- Created by: Richard Leyland
- Starring: Giles Vickers-Jones (Series 1 to 6), Lizzie Cundy (Series 5-7), James King(Series 6-7), David Bass(Series 7)
- Country of origin: United Kingdom
- Original language: English
- No. of series: 7
- No. of episodes: 74 and 2 specials

Production
- Running time: 30 minutes

Original release
- Network: ITV2
- Release: 2005 – 18 December 2010

Related
- The Movie Show on ITV2 Jonathan Ross' Must-Watch Films

= ITV at the Movies =

British television film review show

ITV at the Movies is a weekly British television film review show broadcast on ITV2, originally presented by Giles Vickers-Jones.

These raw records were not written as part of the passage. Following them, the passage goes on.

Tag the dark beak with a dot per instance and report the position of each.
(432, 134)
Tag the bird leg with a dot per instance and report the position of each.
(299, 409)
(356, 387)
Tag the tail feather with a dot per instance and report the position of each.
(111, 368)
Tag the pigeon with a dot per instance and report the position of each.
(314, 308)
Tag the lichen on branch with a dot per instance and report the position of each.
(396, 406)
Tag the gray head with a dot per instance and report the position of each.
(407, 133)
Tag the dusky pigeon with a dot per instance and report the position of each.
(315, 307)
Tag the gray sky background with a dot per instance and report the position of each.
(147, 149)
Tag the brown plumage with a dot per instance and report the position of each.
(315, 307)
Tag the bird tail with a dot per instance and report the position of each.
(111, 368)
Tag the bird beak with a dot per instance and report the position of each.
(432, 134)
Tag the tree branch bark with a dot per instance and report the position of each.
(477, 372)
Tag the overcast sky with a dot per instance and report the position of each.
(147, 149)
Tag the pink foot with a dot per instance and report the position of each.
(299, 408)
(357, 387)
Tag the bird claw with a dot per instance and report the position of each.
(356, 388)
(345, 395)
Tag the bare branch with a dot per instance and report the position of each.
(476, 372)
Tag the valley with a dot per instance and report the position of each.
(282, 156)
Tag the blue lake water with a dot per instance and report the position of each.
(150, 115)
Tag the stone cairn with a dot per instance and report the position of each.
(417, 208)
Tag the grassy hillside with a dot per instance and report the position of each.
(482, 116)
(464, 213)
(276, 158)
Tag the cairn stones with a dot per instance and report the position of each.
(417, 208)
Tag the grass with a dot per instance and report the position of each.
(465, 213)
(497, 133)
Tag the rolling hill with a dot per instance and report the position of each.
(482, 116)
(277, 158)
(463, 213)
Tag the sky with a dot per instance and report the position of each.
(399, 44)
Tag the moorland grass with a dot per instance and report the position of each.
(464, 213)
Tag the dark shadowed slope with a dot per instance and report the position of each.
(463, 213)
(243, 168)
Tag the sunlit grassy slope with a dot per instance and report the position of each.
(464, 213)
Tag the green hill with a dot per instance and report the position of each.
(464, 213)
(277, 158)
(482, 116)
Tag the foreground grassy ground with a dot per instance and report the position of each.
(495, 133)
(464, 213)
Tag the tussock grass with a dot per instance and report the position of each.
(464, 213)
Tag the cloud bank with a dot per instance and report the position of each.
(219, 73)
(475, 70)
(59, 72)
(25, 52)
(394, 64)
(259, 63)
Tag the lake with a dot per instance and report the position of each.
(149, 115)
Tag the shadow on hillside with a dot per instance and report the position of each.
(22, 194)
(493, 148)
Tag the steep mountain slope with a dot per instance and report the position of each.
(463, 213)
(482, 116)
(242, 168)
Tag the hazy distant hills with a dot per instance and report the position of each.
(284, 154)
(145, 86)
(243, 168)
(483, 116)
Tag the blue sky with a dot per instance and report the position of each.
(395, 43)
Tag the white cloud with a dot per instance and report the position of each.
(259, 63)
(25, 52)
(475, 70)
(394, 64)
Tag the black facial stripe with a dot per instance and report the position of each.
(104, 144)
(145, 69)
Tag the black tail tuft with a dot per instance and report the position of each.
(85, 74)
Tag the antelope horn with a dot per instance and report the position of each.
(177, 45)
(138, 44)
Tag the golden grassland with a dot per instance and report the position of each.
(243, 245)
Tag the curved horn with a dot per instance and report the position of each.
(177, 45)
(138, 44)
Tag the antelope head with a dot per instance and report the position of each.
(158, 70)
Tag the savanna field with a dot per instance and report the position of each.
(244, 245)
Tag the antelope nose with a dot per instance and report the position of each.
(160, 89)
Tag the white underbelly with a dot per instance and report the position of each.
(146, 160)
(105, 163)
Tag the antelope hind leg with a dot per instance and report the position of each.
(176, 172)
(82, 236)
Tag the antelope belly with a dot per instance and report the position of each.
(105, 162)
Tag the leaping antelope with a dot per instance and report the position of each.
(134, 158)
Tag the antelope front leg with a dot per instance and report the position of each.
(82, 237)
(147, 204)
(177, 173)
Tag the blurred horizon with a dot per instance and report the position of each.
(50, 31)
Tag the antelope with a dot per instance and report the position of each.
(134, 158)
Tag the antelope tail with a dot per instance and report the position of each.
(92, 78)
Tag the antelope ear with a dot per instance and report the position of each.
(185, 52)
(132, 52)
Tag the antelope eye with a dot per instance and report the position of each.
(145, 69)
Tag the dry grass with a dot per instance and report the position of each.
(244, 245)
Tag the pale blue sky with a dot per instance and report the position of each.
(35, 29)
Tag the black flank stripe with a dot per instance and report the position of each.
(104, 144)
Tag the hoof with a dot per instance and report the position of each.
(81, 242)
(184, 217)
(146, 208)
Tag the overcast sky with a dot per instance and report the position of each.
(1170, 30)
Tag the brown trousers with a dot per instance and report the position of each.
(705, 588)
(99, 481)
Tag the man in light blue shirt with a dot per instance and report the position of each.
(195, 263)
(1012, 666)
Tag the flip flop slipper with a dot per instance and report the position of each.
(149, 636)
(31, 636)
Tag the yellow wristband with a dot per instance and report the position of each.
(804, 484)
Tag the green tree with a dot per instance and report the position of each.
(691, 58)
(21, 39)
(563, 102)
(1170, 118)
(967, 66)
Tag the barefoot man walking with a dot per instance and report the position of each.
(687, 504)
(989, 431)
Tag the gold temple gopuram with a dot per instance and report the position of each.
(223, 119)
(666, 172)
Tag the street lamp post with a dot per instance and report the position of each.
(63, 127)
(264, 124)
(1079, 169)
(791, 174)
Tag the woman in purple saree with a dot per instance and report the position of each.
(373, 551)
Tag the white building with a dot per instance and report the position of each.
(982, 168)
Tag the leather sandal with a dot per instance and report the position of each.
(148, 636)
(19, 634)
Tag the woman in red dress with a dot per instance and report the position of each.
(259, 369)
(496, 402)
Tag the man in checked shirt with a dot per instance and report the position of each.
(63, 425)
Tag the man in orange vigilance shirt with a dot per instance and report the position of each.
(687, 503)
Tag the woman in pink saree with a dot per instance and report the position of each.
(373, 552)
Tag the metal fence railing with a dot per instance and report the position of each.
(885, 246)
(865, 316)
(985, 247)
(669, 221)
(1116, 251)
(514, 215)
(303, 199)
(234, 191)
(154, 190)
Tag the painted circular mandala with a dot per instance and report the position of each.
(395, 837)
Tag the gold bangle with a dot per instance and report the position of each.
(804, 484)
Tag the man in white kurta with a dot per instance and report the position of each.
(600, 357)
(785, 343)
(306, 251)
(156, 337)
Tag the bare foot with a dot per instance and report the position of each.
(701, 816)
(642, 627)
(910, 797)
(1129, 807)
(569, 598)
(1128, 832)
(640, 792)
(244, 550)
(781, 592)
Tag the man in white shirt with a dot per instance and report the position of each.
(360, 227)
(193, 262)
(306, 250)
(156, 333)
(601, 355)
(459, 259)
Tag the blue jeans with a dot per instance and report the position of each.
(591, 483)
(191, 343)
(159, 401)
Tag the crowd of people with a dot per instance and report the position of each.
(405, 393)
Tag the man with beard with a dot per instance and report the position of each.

The final series was presented by James King and was produced and directed by Richard Leyland. The show was replaced in 2011 by The Movie Show on ITV2.

The show looked at the weeks movie releases, featured the latest movie news and reviews plus looked at the UK Box Office top 5 and previewed the latest DVD releases.

In March 2010 a ITV at the Movies special aired on ITV2, presented by James King, featuring a look at the Oscar nominations.

In December 2009 a ITV at the Movies special aired on ITV2, presented by James King, featuring an interview with Avatar director James Cameron.

==Broadcast history==
- Series 2 was broadcast Friday nights at 8:30pm on ITV2, with a repeat on the main ITV Network the next day (September to December 2005).
- Series 3 aired on Friday afternoons on ITV2 at 5:15pm with no repeat showing (September to October 2006).
- Series 4 moved back to a slightly later slot on Friday nights at 8:00pm, with a late night repeat on ITV4 (January to April 2007).
- Series 5 was broadcast Friday afternoons at 12:30pm on ITV2 (some weeks 1:00pm), with a repeat the next day on the same channel (5 September to 21 November 2008).
- In November 2008, The Daily Telegraph reported that ITV at the Movies hosted by Lizzie Cundy was outperforming Film 2008 hosted by Jonathan Ross.
- A Christmas special of ITV at the Movies was broadcast on ITV2 on Saturday 20 December 2008 at 2:25pm, with a repeat Wednesday 23 December 2008 at 10:30am.
- Series 6 was broadcast on Saturday afternoons between 1:35pm and 2:00pm on ITV2, with a repeat the next day around 8:30am and on Wednesday afternoons at 12:30pm or 1pm on ITV2 (21 November 2009 to 16 January 2010).
- ITV at the Movies special: Enter the World of James Cameron, aired Wednesday 16 December 2009 at 1pm ITV2.
- ITV at the Movies special: Oscars 2010, aired Saturday 6 March 2010 at 1:30pm ITV2.
- Series 7 (the final series) was broadcast Saturday afternoons around 1:30pm on ITV2, with a repeat the same day around 4am and the next lunchtime (25 September 2010 to 18 December 2010).